米軍施設返還、横浜市「うれしい」 逗子市は慎重姿勢

 米軍根岸住宅地区(横浜市)の返還に向けた動きが表面化したことを受け、同市の林文子市長は6日の定例会見で「一日も早い返還を願ってきた。大きな節目になる」と述べ、早期実現に期待を寄せた。一方、米軍関係者向け新施設の整備方針が浮上した逗子市は「国にきちんとした対応を求める」と慎重姿勢を堅持。日米合意から14年ぶりに示される基地負担の新たな計画を巡り、関係自治体の動向が注目される。

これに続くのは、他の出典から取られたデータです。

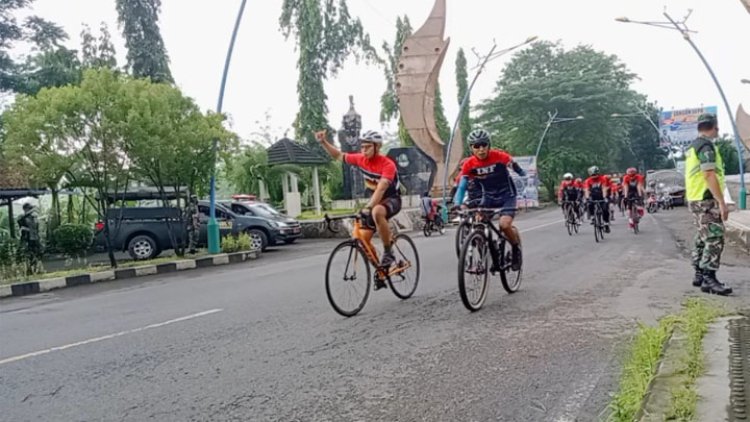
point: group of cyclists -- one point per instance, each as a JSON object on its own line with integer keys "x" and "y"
{"x": 609, "y": 189}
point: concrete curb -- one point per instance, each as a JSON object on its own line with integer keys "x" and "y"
{"x": 39, "y": 286}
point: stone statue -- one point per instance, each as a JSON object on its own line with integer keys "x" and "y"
{"x": 349, "y": 141}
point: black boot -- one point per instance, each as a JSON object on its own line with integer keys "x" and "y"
{"x": 698, "y": 278}
{"x": 713, "y": 286}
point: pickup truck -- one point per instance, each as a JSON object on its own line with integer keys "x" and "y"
{"x": 144, "y": 231}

 関係者によると、日米両政府は近く開催する日米合同委員会で、根岸住宅について返還を前提に「日米共同使用」の協議を始め、返還の条件としてきた米軍池子住宅地区(横浜、逗子市)の横浜市域での建設は取りやめる方向で合意するとみられる。

 池子住宅の逗子市域に生活支援施設を、横須賀基地(横須賀市)に独身者向け下士官宿舎をそれぞれ整備するなど、新たな施設計画も示される見通しという。

 林市長は「国から正式に聞いていない。引き続き情報収集に努める」としながらも、「(報道が事実であれば)うれしい」と強調。2004年の返還合意後も進展がなかった十数年を振り返り、「地元の方々は本当に苦労したと思う。歴代市長や戦後長いこと苦労した皆さんへの思いが一段と深くなってきた」とも述べた。

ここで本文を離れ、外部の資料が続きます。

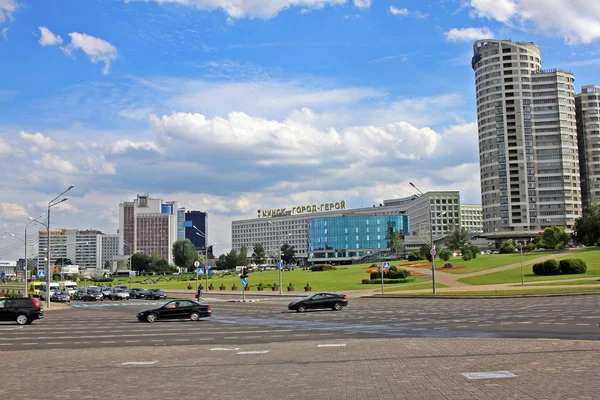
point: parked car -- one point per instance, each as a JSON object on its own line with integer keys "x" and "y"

 一方、逗子市の平井竜一市長は「詳細が分からないため、現段階でコメントすることは難しい。国に対してきちんとした対応を求めていきたい」などとコメント、近く南関東防衛局から説明を受ける考えを示した。横須賀市幹部は「言う立場にはない」とした。会見で問われた黒岩祐治知事も「事実関係を把握していない。情報収集に努めるとともに、早期返還をしっかりと働き掛けていきたい」と述べるにとどめた。